The decision of WHO for recommending the introduction of TCV in typhoid-endemic countries was a very pleasant surprise for all of us living the developing world with high prevalence of typhoid. We did not expect anyone to invest on typhoid as it is the “disease of the poor” and the associated possibility of market failure. Throughout my entire life working as a microbiologist, I observed that 3 out of 4 blood cultures isolates in the community was Salmonella Typhi, the causative organism of typhoid, and yet it went disregarded as a high burden infectious disease.

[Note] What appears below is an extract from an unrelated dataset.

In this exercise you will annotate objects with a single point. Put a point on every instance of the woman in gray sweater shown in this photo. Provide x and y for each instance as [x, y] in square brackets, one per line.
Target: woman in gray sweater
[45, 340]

For introduction of any vaccine there is the need of collaboration between multiple groups, for example between donors, industries and the policy makers. Without their willingness and contribution, vaccines do not reach the population who needs them the most. I truly appreciate Bharat Biotech for taking up the initiative to invest on TCV even when the company was uncertain about the appetite for such a vaccine and a market that can pay for it! Now that it is pre-qualified by WHO, Gavi, without delay, declared a 85 million dollars funding for the availability of TCV for low middle-income countries.
Lest we forget, it is not a vaccine that prevents disease, it is vaccination that does; the journey has just begun and many obstacles are to be overcome. We have the data, we have an effective and safe vaccine pre-qualified by WHO and we have commitment of support from Gavi for its introduction. While the wheels have started rolling, it is now time for respective countries and policymakers to seize this opportunity, come together and play their roles to ensure that this vaccine reaches the children in need. Researchers and scientists need to present their data convincingly and persuade the policymakers to institute the right combination of policy changes on the ground, accounting for limited resources and competing priorities.
Going forward, vaccination is not the end of the story either. We need to continue surveillance to measure the impact of TCV introduction on typhoid burden and the improvement of the overall health system. It will be vital to keep a closely monitor the behavior of the distant cousin of Salmonella Typhi, Salmonella Paratyphi, during the post TCV period. I urge that industries do not decelerate their effort on development of a bivalent vaccine that can prevent diseases by both these pathogens. Finally, I see one last but big challenge – the countries that need TCV the most, also has large birth cohorts and therefore will severely test the capability of only one industry to provide with uninterrupted supply of this vaccine to all countries in need. I hope, together we can encourage more industries to consolidate and produce more to ensure that countries in South Asia and Africa do not suffer from deficits, which can jeopardize the momentum of this whole campaign.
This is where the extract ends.